In Spain, during and after the Civil War, the concept of "Santa Intolerancia" - Holy Intolerance - was developed. It has been cast aside because it was applied, it has to be said, scandalously. But conceptually, it feels like an area of theology ripe for development.
What should our attitude be towards a government which tells us that gay couples can adopt children and bring them up? Intolerant, but in an intolerance imbued with Charity. What should our attitude be towards a government which tells us that non-Catholic families should not only be allowed to attend Catholic schools as of right, but that the school can't ask the parents to sign a document accepting the nature of the school to which their children will be sent? Intolerant, but in an intolerance imbued with Faith. What should our attitude be towards a government which tells us that abortion should be liberalised? Intolerant, but with an intolerance imbued with Hope.
These thoughts are inspired by Fr Dwight Longenecker's posting on "Tolerance and Tyranny", a short meditation on what the Pope means by "the Dictatorship of Relativism". It strikes me that in the West our inculturisation to the secular world has come to mean accepting tolerance as a supreme virtue. Fr Dwight quotes Chestertom: "Tolerance is a nice word for indifference and indifference is an elegant word for ignorance".

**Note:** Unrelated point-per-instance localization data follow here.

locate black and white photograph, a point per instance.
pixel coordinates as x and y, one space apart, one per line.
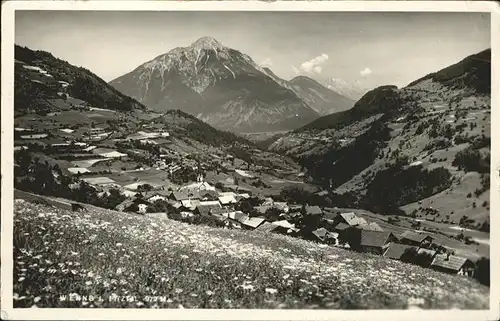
248 159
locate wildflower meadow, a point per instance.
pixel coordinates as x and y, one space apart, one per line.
105 259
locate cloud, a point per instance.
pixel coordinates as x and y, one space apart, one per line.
365 72
267 63
313 66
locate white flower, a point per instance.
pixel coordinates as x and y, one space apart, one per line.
271 290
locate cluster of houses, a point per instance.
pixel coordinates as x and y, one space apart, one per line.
328 226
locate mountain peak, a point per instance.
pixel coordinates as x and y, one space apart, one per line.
206 43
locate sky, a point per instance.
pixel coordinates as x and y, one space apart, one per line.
367 49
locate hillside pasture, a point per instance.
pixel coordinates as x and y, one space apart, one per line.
108 254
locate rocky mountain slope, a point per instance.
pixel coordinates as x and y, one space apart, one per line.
219 85
431 139
43 83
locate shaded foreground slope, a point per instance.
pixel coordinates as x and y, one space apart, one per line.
102 253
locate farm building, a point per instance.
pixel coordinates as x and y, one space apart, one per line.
206 207
268 201
157 195
183 195
416 239
160 215
78 170
395 251
340 227
267 227
350 219
285 227
208 195
236 216
227 199
372 227
103 180
453 264
282 206
313 210
429 252
253 222
34 136
136 205
375 242
320 234
200 186
262 209
190 204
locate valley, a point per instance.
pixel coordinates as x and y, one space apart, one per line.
202 142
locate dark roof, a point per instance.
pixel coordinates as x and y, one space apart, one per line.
428 251
395 250
374 238
313 210
341 226
452 262
184 195
262 208
208 193
417 237
372 227
321 232
350 218
267 227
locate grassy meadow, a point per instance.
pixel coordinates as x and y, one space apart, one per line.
124 260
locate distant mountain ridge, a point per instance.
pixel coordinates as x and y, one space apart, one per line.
224 88
471 72
40 77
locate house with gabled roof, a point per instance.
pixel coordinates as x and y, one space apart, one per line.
190 204
266 227
320 234
416 239
453 264
157 195
375 242
372 227
208 195
252 223
350 218
227 200
183 195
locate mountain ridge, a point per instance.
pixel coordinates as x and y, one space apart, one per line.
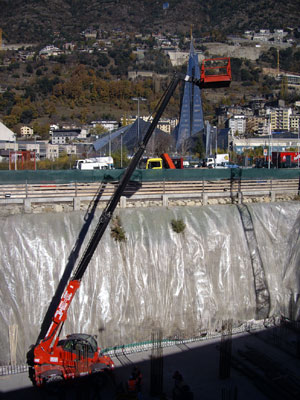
40 20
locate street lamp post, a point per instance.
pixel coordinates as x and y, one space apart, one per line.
270 144
138 99
298 143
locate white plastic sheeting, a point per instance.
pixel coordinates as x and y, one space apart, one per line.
157 278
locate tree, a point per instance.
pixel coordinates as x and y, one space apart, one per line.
120 157
98 130
199 147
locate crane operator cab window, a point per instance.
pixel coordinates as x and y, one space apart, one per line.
80 344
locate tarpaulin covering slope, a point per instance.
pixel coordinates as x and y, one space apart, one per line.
157 278
142 175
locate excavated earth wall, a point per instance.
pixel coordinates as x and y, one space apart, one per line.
231 262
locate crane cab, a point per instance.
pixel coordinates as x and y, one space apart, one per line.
215 72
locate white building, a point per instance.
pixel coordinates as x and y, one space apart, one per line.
26 131
6 134
237 124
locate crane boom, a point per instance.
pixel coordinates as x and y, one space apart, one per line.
48 357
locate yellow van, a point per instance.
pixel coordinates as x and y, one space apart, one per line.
154 163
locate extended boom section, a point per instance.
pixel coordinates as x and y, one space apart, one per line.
52 359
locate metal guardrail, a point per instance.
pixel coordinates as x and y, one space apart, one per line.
247 326
149 189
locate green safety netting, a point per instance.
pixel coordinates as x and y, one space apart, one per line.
189 174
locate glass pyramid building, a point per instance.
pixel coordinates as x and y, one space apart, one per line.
191 115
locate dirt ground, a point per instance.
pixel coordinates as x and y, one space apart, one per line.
264 365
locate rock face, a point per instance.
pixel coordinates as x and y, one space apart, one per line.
180 282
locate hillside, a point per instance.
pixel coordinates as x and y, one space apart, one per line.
41 20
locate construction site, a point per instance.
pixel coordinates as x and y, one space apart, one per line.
195 302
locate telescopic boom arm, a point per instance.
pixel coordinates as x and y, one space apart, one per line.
51 339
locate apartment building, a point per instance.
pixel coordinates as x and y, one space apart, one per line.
294 123
279 118
237 124
26 131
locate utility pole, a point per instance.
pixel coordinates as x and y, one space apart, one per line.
138 99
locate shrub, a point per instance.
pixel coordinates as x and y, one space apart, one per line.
178 225
117 232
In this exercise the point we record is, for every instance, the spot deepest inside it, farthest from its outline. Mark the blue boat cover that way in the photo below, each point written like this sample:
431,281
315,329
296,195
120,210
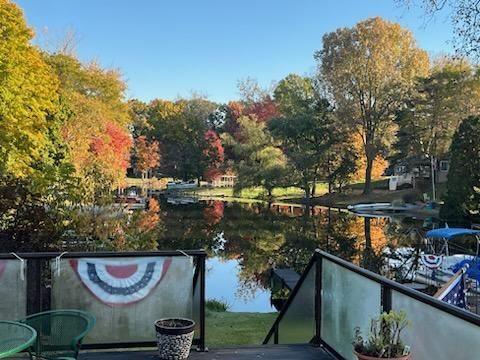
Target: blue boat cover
450,233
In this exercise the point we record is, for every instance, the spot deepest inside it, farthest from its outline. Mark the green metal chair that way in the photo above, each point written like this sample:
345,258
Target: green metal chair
59,332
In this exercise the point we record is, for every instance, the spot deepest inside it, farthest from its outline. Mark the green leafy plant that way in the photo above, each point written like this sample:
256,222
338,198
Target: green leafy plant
384,339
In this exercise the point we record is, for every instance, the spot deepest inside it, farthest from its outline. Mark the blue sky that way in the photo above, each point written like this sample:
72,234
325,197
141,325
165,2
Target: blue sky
167,49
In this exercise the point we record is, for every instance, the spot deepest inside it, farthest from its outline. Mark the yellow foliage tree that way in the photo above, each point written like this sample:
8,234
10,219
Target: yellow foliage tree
28,94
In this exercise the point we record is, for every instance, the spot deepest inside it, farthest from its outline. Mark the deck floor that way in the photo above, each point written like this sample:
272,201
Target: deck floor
273,352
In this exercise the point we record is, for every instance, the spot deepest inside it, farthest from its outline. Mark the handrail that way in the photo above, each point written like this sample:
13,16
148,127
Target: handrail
53,255
387,284
38,293
286,306
417,295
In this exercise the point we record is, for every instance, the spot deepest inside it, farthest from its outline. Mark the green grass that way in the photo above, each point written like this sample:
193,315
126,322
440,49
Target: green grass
259,192
376,184
230,328
217,305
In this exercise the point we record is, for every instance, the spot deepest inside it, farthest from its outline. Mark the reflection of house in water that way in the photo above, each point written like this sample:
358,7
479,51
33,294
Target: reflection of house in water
295,210
411,173
225,180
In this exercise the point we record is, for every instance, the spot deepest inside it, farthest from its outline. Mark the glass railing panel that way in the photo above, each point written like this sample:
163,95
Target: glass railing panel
298,324
126,295
13,290
348,300
436,334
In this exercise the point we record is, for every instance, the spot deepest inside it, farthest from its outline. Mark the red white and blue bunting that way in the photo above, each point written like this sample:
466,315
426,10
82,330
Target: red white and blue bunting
431,261
121,282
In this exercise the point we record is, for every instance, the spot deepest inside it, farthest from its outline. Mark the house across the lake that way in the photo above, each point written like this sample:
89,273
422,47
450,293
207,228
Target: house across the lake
409,173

I have taken this far further than Fr Dwight probably would want to go, but I think that the time for a bit of properly theologically founded Intolerance might be a better response to what my friend Moretben (from http://theundercroft.blogspot.com/) described, in another place, as what certainly feels to me like "an attack on the Mystical Body". My first thought was that the Scottish Cardinal's statement that he would simply ignore the SORS legislation, and wait for Catholic adoption agencies in Scotland to be hauled before the courts, left us open to a government "divide and rule" policy. I'm beginning to think that I was wrong, and that he has got it right: let us be wholly intolerant (and "holy intolerant" - let's not make the Spanish mistake) of attacks on our core beliefs.